Three-Dimensional Context from Linear Perspective for Video Surveillance Systems
Professor: Elder, James
Research Area: Vision
To provide visual surveillance over a large environment, many surveillance cameras are typically deployed at widely dispersed locations. Making sense of activities within the monitored space requires security personnel to map multiple events observed on two-dimensional security monitors to the three-dimensional scene under surveillance. The cognitive load entailed rises quickly as the number of cameras, complexity of the scene and amount of traffic increases.
This problem can be addressed by automatically pre-mapping two-dimensional surveillance video data into three-dimensional coordinates. Rendering the data directly in three dimensions can potentially lighten the cognitive load of security personnel and make human activities more immediately interpretable.
Mapping surveillance video to three-dimensional coordinates requires construction of a virtual model of the three-dimensional scene. Such a model could be obtained by survey (e.g., using LIDAR), but the cost and time required for each site would severely limit deployment. Wide-baseline uncalibrated stereo methods are developing and have potential utility, but require careful sensor placement, and the difficulty of the correspondence problem limits reliability.
This project will investigate a monocular method for inferring three-dimensional context for video surveillance. The method will make use of the fact that most urban scenes obey the so-called .Manhattan-world. assumption, viz., a large proportion of the major surfaces in the scene are rectangles aligned with a three-dimensional Cartesian grid (Coughlan & Yuille, 2003). This regularity provides strong linear perspective cues that can potentially be used to automatically infer three-dimensional models of the major surfaces in the scene (up to a scale factor). These models can then be used to construct a virtual environment in which to render models of human activities in the scene.

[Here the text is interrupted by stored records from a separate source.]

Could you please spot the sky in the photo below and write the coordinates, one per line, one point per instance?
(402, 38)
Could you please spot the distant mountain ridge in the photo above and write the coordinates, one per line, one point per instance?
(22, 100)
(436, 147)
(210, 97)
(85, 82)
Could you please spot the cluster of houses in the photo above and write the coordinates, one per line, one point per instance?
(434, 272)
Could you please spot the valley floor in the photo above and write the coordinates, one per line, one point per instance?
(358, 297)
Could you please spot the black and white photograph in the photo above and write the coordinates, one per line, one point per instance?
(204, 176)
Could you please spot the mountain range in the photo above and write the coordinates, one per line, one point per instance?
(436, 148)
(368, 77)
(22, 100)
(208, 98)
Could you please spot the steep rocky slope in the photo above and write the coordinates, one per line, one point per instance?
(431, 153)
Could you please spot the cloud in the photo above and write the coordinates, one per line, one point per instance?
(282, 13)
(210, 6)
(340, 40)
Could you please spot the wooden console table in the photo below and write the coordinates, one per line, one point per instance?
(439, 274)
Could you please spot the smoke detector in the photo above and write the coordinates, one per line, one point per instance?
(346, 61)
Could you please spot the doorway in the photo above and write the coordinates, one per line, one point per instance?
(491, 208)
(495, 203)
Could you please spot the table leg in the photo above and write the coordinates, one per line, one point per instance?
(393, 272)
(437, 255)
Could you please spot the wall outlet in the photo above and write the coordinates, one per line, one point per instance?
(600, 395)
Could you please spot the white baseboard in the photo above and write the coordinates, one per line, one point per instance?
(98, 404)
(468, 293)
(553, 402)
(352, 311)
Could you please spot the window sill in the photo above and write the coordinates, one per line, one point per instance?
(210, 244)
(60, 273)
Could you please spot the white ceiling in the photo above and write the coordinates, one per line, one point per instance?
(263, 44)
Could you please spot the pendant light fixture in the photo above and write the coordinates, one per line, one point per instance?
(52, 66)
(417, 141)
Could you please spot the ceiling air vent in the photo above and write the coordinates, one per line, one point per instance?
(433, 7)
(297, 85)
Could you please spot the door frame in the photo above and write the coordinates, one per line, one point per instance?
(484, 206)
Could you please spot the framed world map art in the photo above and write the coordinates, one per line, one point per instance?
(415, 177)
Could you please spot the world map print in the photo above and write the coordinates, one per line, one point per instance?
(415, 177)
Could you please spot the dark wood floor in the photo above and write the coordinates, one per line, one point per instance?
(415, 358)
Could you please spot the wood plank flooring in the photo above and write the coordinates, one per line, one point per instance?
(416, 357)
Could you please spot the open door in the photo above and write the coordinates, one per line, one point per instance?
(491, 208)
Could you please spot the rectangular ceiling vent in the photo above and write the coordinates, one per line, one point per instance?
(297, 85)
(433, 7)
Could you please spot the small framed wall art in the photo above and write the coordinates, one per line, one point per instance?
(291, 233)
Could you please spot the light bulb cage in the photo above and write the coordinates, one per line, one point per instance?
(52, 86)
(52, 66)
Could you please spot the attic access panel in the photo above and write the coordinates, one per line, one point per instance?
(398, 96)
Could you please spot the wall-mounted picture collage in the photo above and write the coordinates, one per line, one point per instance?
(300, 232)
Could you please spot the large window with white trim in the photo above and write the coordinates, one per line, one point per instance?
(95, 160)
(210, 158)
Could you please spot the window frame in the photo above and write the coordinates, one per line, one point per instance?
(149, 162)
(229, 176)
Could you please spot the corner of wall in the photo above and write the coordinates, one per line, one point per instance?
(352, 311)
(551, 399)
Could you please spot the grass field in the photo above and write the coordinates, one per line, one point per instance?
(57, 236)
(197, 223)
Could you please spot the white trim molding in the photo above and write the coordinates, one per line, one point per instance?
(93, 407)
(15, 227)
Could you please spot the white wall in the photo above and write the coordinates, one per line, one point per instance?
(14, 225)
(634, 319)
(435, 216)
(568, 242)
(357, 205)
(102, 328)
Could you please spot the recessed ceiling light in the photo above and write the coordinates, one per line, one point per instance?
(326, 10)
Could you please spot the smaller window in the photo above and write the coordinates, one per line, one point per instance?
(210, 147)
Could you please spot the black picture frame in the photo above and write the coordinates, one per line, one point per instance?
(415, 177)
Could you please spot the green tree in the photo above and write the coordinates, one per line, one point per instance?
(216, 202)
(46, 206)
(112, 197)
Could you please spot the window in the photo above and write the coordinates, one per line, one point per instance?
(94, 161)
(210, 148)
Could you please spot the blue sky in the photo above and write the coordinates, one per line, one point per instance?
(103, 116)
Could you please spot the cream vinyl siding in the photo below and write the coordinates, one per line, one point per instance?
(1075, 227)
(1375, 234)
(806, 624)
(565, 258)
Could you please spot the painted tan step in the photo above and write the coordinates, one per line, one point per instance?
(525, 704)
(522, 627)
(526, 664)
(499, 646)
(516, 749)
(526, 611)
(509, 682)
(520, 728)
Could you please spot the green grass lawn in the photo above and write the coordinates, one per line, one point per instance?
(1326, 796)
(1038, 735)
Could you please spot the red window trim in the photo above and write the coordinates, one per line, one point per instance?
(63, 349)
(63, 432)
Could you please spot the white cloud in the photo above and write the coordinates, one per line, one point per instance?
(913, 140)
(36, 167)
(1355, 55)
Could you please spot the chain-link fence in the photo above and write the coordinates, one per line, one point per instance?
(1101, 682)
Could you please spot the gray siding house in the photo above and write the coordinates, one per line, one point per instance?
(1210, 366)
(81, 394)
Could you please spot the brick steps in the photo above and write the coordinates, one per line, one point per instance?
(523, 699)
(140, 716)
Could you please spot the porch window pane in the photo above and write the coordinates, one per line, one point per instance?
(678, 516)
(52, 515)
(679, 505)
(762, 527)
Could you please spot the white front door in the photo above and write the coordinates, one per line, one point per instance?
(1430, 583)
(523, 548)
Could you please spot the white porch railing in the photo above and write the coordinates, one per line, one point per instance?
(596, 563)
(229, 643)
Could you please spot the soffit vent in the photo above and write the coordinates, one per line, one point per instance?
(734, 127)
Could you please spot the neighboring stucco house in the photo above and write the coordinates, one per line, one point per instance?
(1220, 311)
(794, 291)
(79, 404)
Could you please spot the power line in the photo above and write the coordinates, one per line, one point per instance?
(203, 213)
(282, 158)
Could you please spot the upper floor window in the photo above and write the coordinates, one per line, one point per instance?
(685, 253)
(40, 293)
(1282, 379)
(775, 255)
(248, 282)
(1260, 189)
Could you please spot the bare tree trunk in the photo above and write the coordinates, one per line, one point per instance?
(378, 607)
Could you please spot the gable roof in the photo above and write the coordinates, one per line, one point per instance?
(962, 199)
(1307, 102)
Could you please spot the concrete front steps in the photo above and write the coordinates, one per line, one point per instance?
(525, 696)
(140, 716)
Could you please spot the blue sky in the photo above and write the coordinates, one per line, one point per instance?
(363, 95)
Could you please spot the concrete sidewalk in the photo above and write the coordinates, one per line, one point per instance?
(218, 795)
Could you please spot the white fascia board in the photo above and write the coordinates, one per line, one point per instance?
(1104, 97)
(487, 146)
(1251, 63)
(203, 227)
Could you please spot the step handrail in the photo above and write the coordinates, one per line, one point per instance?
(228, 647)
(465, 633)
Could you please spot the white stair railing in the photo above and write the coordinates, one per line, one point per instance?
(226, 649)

Although the Manhattan world assumption provides powerful constraints, there are many technical challenges that must be overcome before a working prototype can be demonstrated. The prototype requires six stages of processing: 1) The major lines in each video frame are detected. 2) These lines are grouped into quadrilaterals projecting from the major surface rectangles of the scene. 3) The geometry of linear perspective and the Manhattan world constraint are exploited to estimate the three-dimensional attitude of the rectangles from which these quadrilaterals project. 4) Trihedral junctions are used to infer three-dimensional surface contact and ordinal depth relationships between these surfaces. 5) The estimated surfaces are rendered in three-dimensions. 6) Human activities are tracked and rendered within this virtual three-dimensional world.
The student will work closely with graduate students and postdoctoral fellows at York University, as well as researchers at other institutions involved in the project. The student will develop skills in using MATLAB, a very useful mathematical programming environment, and develop an understanding of basic topics in image processing and vision.
For more information on the laboratory: www.elderlab.yorku.ca
Requirement: Good facility with applied mathematics.